1. Why are we moving in together right now?
Is it due to convenience and to save money on rent? Is it just because all of your friends are moving in with their partners? Or is it because it feels like your are truly both ready to take the relationship to the next level? Frankly, doing it just to save some money each month or just because “everyone else is” isn’t really a solid reason. Be sure that you are both ready for it.
2. Who is going to pay for what?
The one thing that couples fight over the most is money. If you are searching for an apartment together, make sure that it fits each person’s budget. Also, agree in advance who will write the check for utilities, cable, and rent. If one person is going to be responsible for paying the bills from his or her own account, the other should have a set due date of when to transfer his or her half of the bills every month. Who is going to buy groceries and when? Who is paying for dinners when you go out to eat? There are a lot of financial decisions to consider.
3. Who is keeping what and who will sell their stuff?
If you are each coming from your own place, it may be time to consolidate. Chances are that you won’t have room for two sofas and two dining room sets. If you are lucky, there is usually one person who doesn’t mind getting rid of their cheap furnishings (it’s usually the guy) -especially if it’s their old college dorm furniture to begin with. Avoid delaying your decision to get rid of items just to see whether it might fit in the new apartment. It’s a waste of money to pay movers to move stuff you ultimately won’t keep. Check out this handy infographic from moveline.com
4. How clean do you expect your space to be?
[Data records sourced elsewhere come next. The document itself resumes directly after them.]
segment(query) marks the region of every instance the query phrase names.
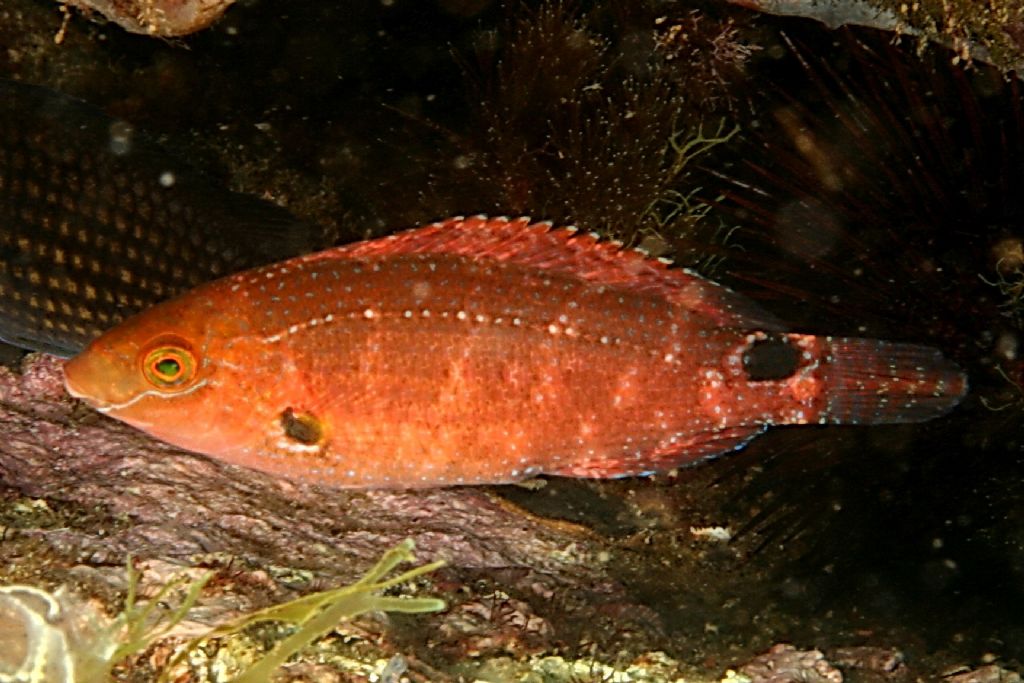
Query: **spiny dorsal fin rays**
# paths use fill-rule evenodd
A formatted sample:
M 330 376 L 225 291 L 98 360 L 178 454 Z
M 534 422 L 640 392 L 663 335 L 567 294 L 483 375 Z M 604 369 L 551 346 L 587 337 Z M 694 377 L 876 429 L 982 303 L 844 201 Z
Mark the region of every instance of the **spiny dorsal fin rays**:
M 448 254 L 491 258 L 637 292 L 656 293 L 718 324 L 740 329 L 782 330 L 783 326 L 753 302 L 687 269 L 670 269 L 662 259 L 602 240 L 576 226 L 556 228 L 550 221 L 455 216 L 383 240 L 359 242 L 310 254 L 305 263 L 324 259 L 372 259 L 395 254 Z

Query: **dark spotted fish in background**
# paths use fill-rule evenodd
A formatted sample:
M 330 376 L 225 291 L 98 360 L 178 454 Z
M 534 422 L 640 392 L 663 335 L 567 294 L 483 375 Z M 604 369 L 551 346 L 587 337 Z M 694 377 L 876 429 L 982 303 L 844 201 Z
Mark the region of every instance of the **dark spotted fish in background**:
M 689 271 L 483 217 L 202 286 L 65 374 L 165 441 L 347 487 L 644 474 L 771 424 L 927 420 L 967 389 L 935 349 L 788 332 Z
M 0 81 L 0 339 L 58 355 L 158 301 L 315 248 L 286 211 L 213 186 L 128 124 Z

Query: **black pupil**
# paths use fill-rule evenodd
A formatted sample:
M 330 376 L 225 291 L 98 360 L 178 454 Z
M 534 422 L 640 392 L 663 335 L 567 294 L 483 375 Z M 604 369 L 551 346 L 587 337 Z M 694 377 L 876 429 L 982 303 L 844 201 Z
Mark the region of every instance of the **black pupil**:
M 162 358 L 156 362 L 156 372 L 163 377 L 176 377 L 181 372 L 181 363 L 173 358 Z

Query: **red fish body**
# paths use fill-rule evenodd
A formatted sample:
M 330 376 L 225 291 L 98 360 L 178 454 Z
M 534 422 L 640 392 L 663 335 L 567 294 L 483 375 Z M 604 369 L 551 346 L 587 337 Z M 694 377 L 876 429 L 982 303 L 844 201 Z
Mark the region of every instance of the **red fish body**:
M 202 286 L 66 377 L 170 443 L 347 487 L 649 473 L 771 424 L 929 419 L 966 391 L 934 349 L 785 332 L 688 271 L 485 218 Z

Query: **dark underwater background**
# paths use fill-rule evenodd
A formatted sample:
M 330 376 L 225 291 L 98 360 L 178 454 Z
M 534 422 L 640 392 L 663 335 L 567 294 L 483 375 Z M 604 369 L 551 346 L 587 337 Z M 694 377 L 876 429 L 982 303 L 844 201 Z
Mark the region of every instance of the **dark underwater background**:
M 848 680 L 1020 670 L 1015 75 L 717 2 L 253 0 L 167 40 L 75 15 L 59 45 L 55 4 L 0 14 L 0 77 L 130 121 L 211 183 L 318 226 L 318 246 L 457 214 L 575 223 L 794 330 L 928 344 L 968 372 L 963 404 L 924 424 L 774 429 L 670 475 L 488 491 L 600 539 L 639 606 L 622 632 L 547 614 L 554 635 L 502 656 L 661 650 L 719 676 L 787 642 L 906 659 Z M 714 526 L 731 540 L 693 531 Z M 634 638 L 641 609 L 658 626 Z M 417 633 L 404 645 L 429 659 Z M 458 680 L 473 658 L 449 648 L 432 665 Z

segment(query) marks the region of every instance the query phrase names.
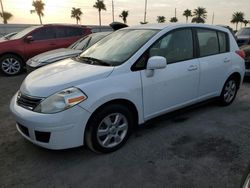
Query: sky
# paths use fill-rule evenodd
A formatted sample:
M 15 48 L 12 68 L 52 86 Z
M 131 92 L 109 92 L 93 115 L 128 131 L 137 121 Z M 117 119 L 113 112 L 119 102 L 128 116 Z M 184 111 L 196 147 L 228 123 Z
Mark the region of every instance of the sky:
M 75 23 L 71 18 L 72 7 L 81 8 L 83 15 L 81 24 L 97 25 L 98 10 L 93 8 L 96 0 L 43 0 L 45 3 L 43 23 Z M 123 10 L 129 11 L 128 25 L 137 25 L 143 21 L 145 0 L 113 0 L 115 8 L 115 21 L 122 21 L 119 14 Z M 31 14 L 32 0 L 2 0 L 4 11 L 11 12 L 14 17 L 9 23 L 39 24 L 36 14 Z M 102 11 L 102 23 L 108 25 L 112 22 L 112 0 L 104 0 L 107 11 Z M 205 7 L 208 14 L 206 23 L 229 25 L 233 12 L 242 11 L 245 19 L 250 20 L 250 0 L 148 0 L 147 21 L 156 23 L 157 16 L 165 16 L 167 22 L 174 17 L 175 8 L 179 22 L 185 22 L 182 16 L 185 9 L 194 10 L 198 6 Z

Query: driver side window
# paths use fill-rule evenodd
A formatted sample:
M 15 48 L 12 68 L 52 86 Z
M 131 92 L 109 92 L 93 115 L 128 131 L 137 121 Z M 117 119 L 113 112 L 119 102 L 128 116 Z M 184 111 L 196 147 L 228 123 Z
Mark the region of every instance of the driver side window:
M 167 34 L 149 49 L 149 57 L 152 56 L 163 56 L 168 64 L 192 59 L 191 29 L 177 30 Z
M 160 38 L 140 57 L 132 70 L 145 69 L 148 58 L 153 56 L 165 57 L 167 64 L 194 58 L 192 30 L 176 30 Z

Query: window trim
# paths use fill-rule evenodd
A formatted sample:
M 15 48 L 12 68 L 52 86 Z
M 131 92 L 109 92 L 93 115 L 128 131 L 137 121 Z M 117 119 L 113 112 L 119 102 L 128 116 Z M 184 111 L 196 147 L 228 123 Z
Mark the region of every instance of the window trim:
M 171 31 L 168 31 L 167 33 L 165 33 L 164 35 L 162 35 L 160 38 L 158 38 L 153 44 L 151 44 L 143 53 L 142 55 L 135 61 L 135 63 L 131 66 L 130 70 L 132 72 L 135 72 L 135 71 L 141 71 L 141 70 L 145 70 L 146 67 L 147 67 L 147 62 L 145 63 L 145 66 L 142 67 L 142 68 L 136 68 L 136 64 L 141 60 L 141 58 L 143 58 L 143 56 L 147 56 L 146 57 L 146 61 L 148 61 L 149 59 L 149 49 L 154 45 L 156 44 L 157 42 L 159 42 L 160 40 L 162 40 L 164 37 L 166 37 L 168 34 L 172 33 L 172 32 L 175 32 L 175 31 L 179 31 L 179 30 L 191 30 L 191 34 L 192 34 L 192 41 L 193 41 L 193 57 L 192 58 L 189 58 L 189 59 L 184 59 L 184 60 L 181 60 L 181 61 L 175 61 L 175 62 L 172 62 L 172 63 L 167 63 L 168 65 L 171 65 L 171 64 L 175 64 L 175 63 L 180 63 L 180 62 L 183 62 L 183 61 L 189 61 L 191 59 L 196 59 L 198 58 L 198 54 L 197 54 L 197 50 L 196 50 L 196 37 L 195 37 L 195 30 L 194 30 L 194 27 L 181 27 L 181 28 L 176 28 L 176 29 L 173 29 Z

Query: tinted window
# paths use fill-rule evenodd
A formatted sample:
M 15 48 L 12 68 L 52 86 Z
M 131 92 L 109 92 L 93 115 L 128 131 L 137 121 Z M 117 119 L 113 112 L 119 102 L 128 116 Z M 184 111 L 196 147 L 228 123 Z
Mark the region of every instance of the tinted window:
M 219 44 L 216 31 L 198 29 L 197 35 L 201 57 L 219 53 Z
M 218 32 L 220 53 L 227 52 L 227 36 L 226 33 Z
M 63 27 L 55 28 L 55 32 L 56 32 L 56 38 L 65 38 L 66 37 L 66 31 Z
M 66 27 L 64 29 L 65 29 L 66 37 L 80 36 L 83 34 L 81 28 Z
M 193 58 L 193 39 L 191 29 L 173 31 L 156 42 L 149 49 L 149 56 L 163 56 L 167 63 Z
M 38 29 L 31 35 L 34 40 L 47 40 L 55 38 L 54 29 L 52 27 Z

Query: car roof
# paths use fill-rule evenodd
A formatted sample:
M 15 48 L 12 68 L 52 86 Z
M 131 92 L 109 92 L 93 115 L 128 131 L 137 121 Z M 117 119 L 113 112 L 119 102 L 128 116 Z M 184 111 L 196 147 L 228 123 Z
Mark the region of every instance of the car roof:
M 215 26 L 215 25 L 208 25 L 208 24 L 184 24 L 184 23 L 158 23 L 158 24 L 142 24 L 142 25 L 136 25 L 136 26 L 131 26 L 131 27 L 126 27 L 124 29 L 157 29 L 157 30 L 164 30 L 167 28 L 175 29 L 175 28 L 181 28 L 181 27 L 202 27 L 202 28 L 210 28 L 210 29 L 217 29 L 217 30 L 222 30 L 226 31 L 228 29 L 220 27 L 220 26 Z

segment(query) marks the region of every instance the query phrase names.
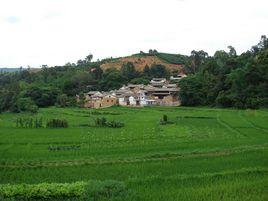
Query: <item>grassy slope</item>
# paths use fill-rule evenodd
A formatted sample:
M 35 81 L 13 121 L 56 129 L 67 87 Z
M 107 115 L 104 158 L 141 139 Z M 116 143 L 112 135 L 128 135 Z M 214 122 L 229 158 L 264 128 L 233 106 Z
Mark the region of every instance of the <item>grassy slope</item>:
M 49 108 L 38 116 L 65 118 L 71 127 L 17 129 L 14 119 L 26 114 L 1 114 L 1 183 L 115 179 L 125 181 L 141 200 L 267 200 L 267 110 L 100 111 L 118 113 L 98 116 L 126 126 L 81 127 L 97 115 Z M 160 126 L 163 114 L 176 124 Z M 80 145 L 81 150 L 51 152 L 51 145 Z

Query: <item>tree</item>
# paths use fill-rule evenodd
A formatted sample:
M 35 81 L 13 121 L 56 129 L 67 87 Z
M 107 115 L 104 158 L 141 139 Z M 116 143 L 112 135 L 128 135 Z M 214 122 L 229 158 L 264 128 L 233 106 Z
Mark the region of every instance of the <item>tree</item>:
M 59 107 L 68 106 L 68 96 L 66 94 L 60 94 L 57 96 L 56 105 Z
M 162 64 L 153 64 L 150 68 L 150 75 L 153 77 L 169 77 L 169 72 Z
M 229 49 L 229 56 L 230 57 L 236 57 L 236 50 L 233 46 L 229 45 L 228 46 L 228 49 Z
M 256 55 L 261 50 L 264 50 L 267 48 L 268 48 L 268 38 L 265 35 L 262 35 L 259 43 L 251 47 L 251 52 L 253 53 L 253 55 Z
M 48 70 L 48 66 L 47 65 L 42 65 L 42 76 L 43 76 L 43 81 L 45 83 L 48 82 L 48 76 L 49 76 L 49 70 Z
M 208 57 L 208 53 L 203 50 L 200 50 L 200 51 L 193 50 L 191 52 L 191 56 L 190 56 L 191 69 L 193 73 L 196 73 L 199 70 L 201 64 L 204 63 L 207 57 Z
M 131 84 L 149 84 L 150 80 L 148 78 L 144 78 L 144 77 L 137 77 L 134 78 L 132 80 L 130 80 Z
M 86 61 L 86 63 L 90 63 L 92 59 L 93 59 L 93 55 L 89 54 L 86 56 L 85 61 Z
M 216 60 L 219 67 L 223 67 L 226 65 L 226 62 L 229 59 L 229 54 L 224 50 L 218 50 L 214 54 L 214 59 Z
M 146 64 L 146 66 L 143 69 L 142 74 L 144 76 L 150 77 L 151 76 L 151 71 L 150 71 L 150 67 Z
M 121 67 L 121 75 L 127 80 L 130 81 L 131 79 L 135 78 L 137 75 L 137 71 L 135 66 L 131 62 L 127 62 L 122 65 Z
M 258 43 L 258 48 L 261 50 L 267 49 L 268 48 L 268 38 L 265 35 L 261 36 L 261 40 Z
M 100 66 L 96 66 L 90 69 L 90 72 L 93 74 L 94 79 L 99 80 L 102 77 L 103 70 L 100 68 Z
M 157 53 L 158 53 L 157 50 L 149 49 L 149 55 L 153 56 L 156 55 Z
M 185 106 L 203 105 L 204 93 L 202 92 L 202 81 L 196 75 L 183 78 L 179 82 L 179 97 L 181 104 Z
M 20 93 L 23 98 L 31 98 L 38 107 L 53 106 L 56 103 L 59 89 L 53 87 L 32 86 Z
M 119 89 L 123 84 L 125 84 L 125 79 L 122 77 L 121 73 L 112 68 L 107 69 L 102 76 L 100 81 L 100 87 L 103 91 L 109 91 L 112 89 Z
M 86 64 L 86 61 L 85 61 L 85 60 L 79 59 L 79 60 L 77 61 L 77 65 L 78 65 L 78 66 L 83 66 L 83 65 L 85 65 L 85 64 Z
M 16 105 L 20 112 L 36 113 L 38 111 L 37 105 L 31 98 L 19 98 Z

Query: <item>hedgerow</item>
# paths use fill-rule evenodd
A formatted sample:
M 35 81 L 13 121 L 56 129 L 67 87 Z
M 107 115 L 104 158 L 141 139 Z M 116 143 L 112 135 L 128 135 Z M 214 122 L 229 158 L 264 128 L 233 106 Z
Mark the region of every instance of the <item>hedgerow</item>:
M 68 122 L 65 119 L 50 119 L 47 121 L 47 128 L 67 128 Z
M 110 127 L 110 128 L 121 128 L 125 126 L 123 122 L 120 121 L 108 121 L 105 117 L 96 118 L 95 119 L 95 126 L 97 127 Z
M 16 200 L 38 200 L 49 198 L 81 197 L 85 193 L 86 182 L 40 183 L 40 184 L 4 184 L 0 185 L 0 198 Z
M 123 200 L 129 190 L 115 180 L 75 183 L 2 184 L 0 200 Z

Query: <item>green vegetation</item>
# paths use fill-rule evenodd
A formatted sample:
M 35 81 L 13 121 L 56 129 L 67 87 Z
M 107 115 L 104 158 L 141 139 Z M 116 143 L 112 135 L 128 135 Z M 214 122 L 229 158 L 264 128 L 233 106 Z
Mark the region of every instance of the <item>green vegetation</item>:
M 1 200 L 123 200 L 129 192 L 123 182 L 89 181 L 0 185 Z
M 180 54 L 168 54 L 168 53 L 158 53 L 156 54 L 160 59 L 171 63 L 171 64 L 185 64 L 188 60 L 187 56 Z
M 68 128 L 14 126 L 20 118 L 55 117 L 66 119 Z M 81 126 L 102 117 L 126 124 Z M 160 119 L 173 123 L 161 125 Z M 50 107 L 2 113 L 0 199 L 266 201 L 267 122 L 266 109 Z
M 183 64 L 187 78 L 179 83 L 180 98 L 184 106 L 218 106 L 235 108 L 259 108 L 268 106 L 268 39 L 261 41 L 250 51 L 237 55 L 229 46 L 229 52 L 217 51 L 209 56 L 203 50 L 190 56 L 159 53 L 149 50 L 135 57 L 153 55 L 167 64 Z M 169 78 L 178 75 L 180 68 L 170 71 L 165 65 L 150 64 L 137 71 L 131 62 L 122 63 L 121 69 L 100 66 L 104 59 L 92 62 L 92 55 L 76 64 L 40 70 L 21 69 L 12 73 L 0 73 L 0 112 L 31 112 L 38 108 L 77 106 L 76 95 L 90 90 L 109 91 L 125 84 L 148 84 L 153 77 Z M 82 102 L 81 102 L 82 103 Z
M 170 64 L 185 64 L 188 61 L 188 56 L 181 54 L 169 54 L 169 53 L 157 52 L 157 50 L 149 50 L 148 53 L 141 51 L 139 54 L 134 54 L 133 56 L 138 57 L 157 56 L 158 58 Z
M 16 119 L 16 128 L 43 128 L 43 119 L 42 118 L 17 118 Z
M 233 47 L 209 57 L 192 51 L 190 76 L 179 82 L 185 106 L 268 107 L 268 39 L 240 56 Z
M 115 120 L 108 121 L 105 117 L 102 117 L 102 118 L 97 117 L 95 119 L 95 126 L 121 128 L 124 126 L 124 123 L 122 123 L 120 121 L 115 121 Z
M 175 122 L 169 120 L 168 116 L 166 114 L 164 114 L 162 119 L 160 119 L 160 125 L 173 124 L 173 123 L 175 123 Z
M 50 119 L 47 121 L 47 128 L 67 128 L 68 122 L 65 119 Z

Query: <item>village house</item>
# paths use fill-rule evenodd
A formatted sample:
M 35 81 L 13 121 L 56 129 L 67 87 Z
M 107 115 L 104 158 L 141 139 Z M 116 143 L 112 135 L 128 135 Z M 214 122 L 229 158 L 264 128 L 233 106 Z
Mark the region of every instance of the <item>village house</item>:
M 181 75 L 184 76 L 184 75 Z M 179 88 L 166 78 L 153 78 L 149 85 L 128 84 L 110 92 L 90 91 L 85 94 L 85 107 L 104 108 L 113 105 L 144 107 L 180 105 Z
M 152 85 L 153 87 L 163 87 L 165 84 L 167 84 L 166 78 L 153 78 L 150 81 L 150 85 Z
M 139 90 L 137 92 L 138 104 L 140 106 L 146 106 L 147 105 L 146 93 L 147 93 L 147 91 L 145 91 L 145 90 Z
M 155 100 L 158 105 L 175 106 L 180 104 L 178 99 L 179 88 L 177 87 L 165 86 L 159 88 L 148 86 L 145 87 L 145 90 L 147 91 L 147 96 Z
M 114 95 L 108 94 L 101 100 L 101 107 L 111 107 L 117 105 L 117 98 Z
M 132 91 L 127 91 L 124 94 L 121 94 L 118 96 L 118 104 L 121 106 L 130 106 L 130 97 L 133 97 L 134 93 Z M 132 104 L 133 104 L 133 99 L 132 99 Z
M 179 81 L 184 77 L 187 77 L 187 75 L 185 75 L 184 73 L 180 73 L 176 76 L 172 75 L 172 76 L 170 76 L 170 81 Z
M 84 107 L 98 109 L 113 105 L 117 105 L 117 98 L 114 95 L 99 91 L 90 91 L 85 94 Z

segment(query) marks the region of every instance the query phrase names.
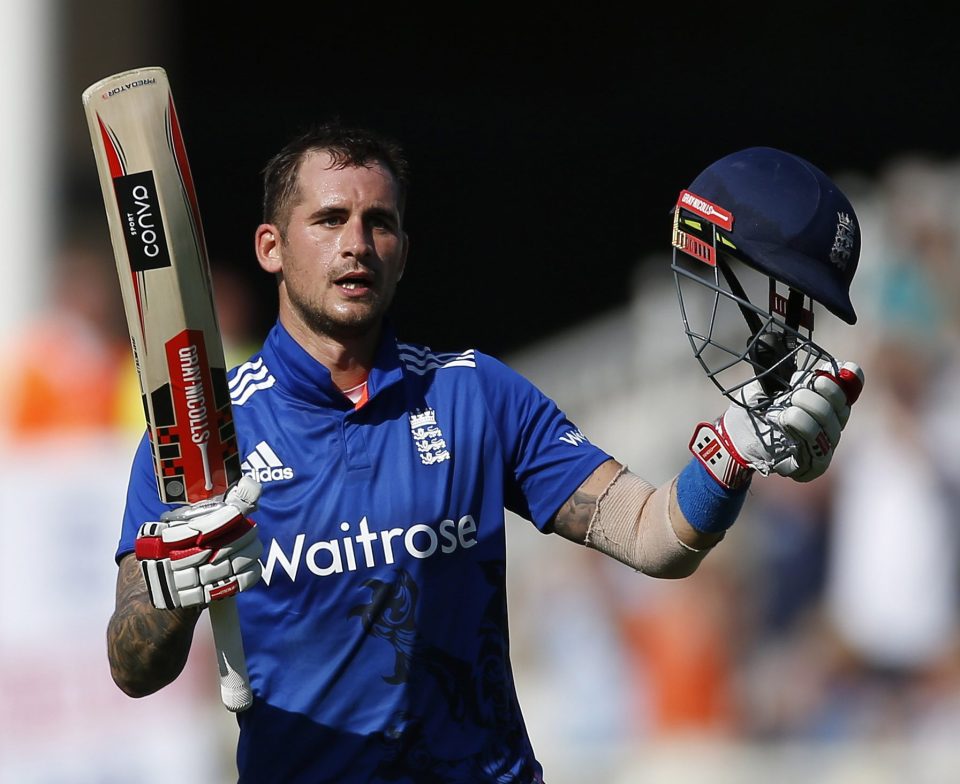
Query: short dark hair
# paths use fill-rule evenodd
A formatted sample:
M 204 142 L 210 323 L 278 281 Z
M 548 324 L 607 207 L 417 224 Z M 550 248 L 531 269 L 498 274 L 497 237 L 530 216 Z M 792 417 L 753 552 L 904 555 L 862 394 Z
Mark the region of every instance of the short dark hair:
M 304 158 L 326 151 L 333 165 L 370 166 L 380 163 L 397 182 L 397 204 L 403 216 L 409 187 L 409 164 L 403 148 L 393 139 L 367 128 L 351 127 L 339 120 L 321 123 L 291 139 L 263 169 L 263 222 L 285 231 L 297 198 L 297 178 Z

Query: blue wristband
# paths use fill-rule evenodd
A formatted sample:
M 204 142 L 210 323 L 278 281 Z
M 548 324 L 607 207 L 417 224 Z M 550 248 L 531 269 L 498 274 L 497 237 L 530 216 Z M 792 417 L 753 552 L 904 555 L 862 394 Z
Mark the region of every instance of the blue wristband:
M 677 477 L 677 504 L 687 522 L 698 531 L 718 534 L 736 521 L 749 486 L 747 481 L 743 487 L 728 490 L 694 458 Z

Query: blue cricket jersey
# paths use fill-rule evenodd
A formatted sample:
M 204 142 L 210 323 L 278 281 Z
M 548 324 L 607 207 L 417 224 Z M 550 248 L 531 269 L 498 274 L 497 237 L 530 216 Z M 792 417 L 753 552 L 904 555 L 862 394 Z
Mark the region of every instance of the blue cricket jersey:
M 230 388 L 263 486 L 263 580 L 237 596 L 255 695 L 240 781 L 540 781 L 509 659 L 504 509 L 542 529 L 609 455 L 503 363 L 389 325 L 359 408 L 279 323 Z M 144 439 L 117 557 L 167 508 Z

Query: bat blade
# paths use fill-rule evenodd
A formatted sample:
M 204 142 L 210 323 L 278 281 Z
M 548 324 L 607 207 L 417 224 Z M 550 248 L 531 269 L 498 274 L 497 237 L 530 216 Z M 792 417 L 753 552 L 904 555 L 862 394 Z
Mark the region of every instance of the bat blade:
M 167 74 L 140 68 L 83 92 L 157 490 L 222 495 L 241 476 L 196 190 Z M 216 608 L 216 609 L 214 609 Z M 221 697 L 252 702 L 233 597 L 210 605 Z

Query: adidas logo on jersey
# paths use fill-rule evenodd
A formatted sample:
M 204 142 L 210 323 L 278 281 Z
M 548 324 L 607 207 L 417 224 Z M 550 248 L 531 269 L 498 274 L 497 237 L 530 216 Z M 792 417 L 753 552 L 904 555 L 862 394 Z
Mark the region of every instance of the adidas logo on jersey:
M 257 448 L 240 464 L 240 469 L 246 476 L 261 483 L 293 479 L 293 469 L 283 464 L 266 441 L 257 444 Z

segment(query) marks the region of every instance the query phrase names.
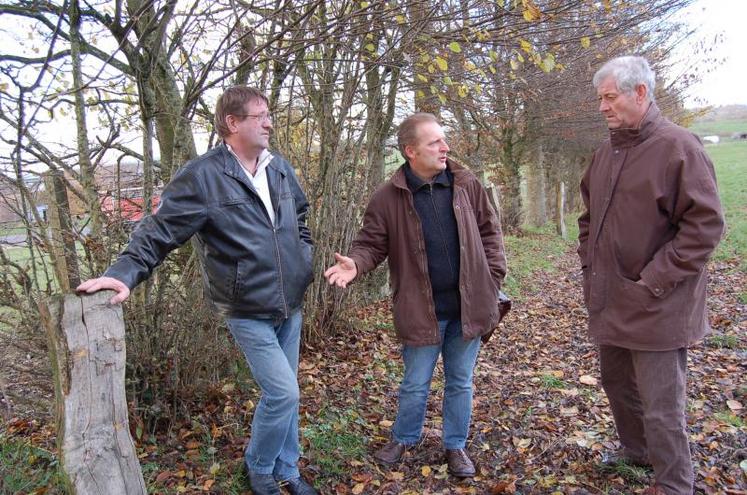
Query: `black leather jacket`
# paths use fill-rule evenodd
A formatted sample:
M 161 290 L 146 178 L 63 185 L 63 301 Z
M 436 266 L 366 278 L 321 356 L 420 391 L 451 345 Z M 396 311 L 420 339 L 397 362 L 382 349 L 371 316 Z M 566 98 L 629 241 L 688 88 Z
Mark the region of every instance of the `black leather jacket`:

“Clean” can mean very different things to people. (As I have discovered by living with my current roommate.) There’s “everything is not visible to the untrained eye” clean, and then there’s “white glove clean,” with countless variations in between. If you’re like me, you can’t sleep, work or concentrate if there are dishes in the sink or dust on shelves. I’m slowly learning to adapt. But anyone living with me has to be sensitive to my OCD.
5. How will chores and cleaning be divided?
It is important to have the discussion about how the housework will be divided. Who is going to clean the bathroom? Who is going to vacuum? Who is going to take the trash out? Who is going to cook? Who is going to feed and walk the dog? Is each person going to be assigned certain tasks or will it be on a rotation?
6. How much alone time do you both need?
Everyone needs “alone time” to some degree. Make sure that your apartment accommodates those needs. Having another room to escape to is handy if you are used to having control of the remote or want a quiet place to work or read while your other half watches TV.
7. What happens in the event of a breakup?
This is the big one, but it can be hard to talk about when it seems like everything’s going great. In a world where pre-nups are virtually expected in getting married now if a divorce ever happens, it is also important to have some kind of plan in place for what to do if the two of you breakup while living together.
Living together is a monumental step when you are in a serious relationship. If you think logically about the details before diving in, it may save you a lot of headaches.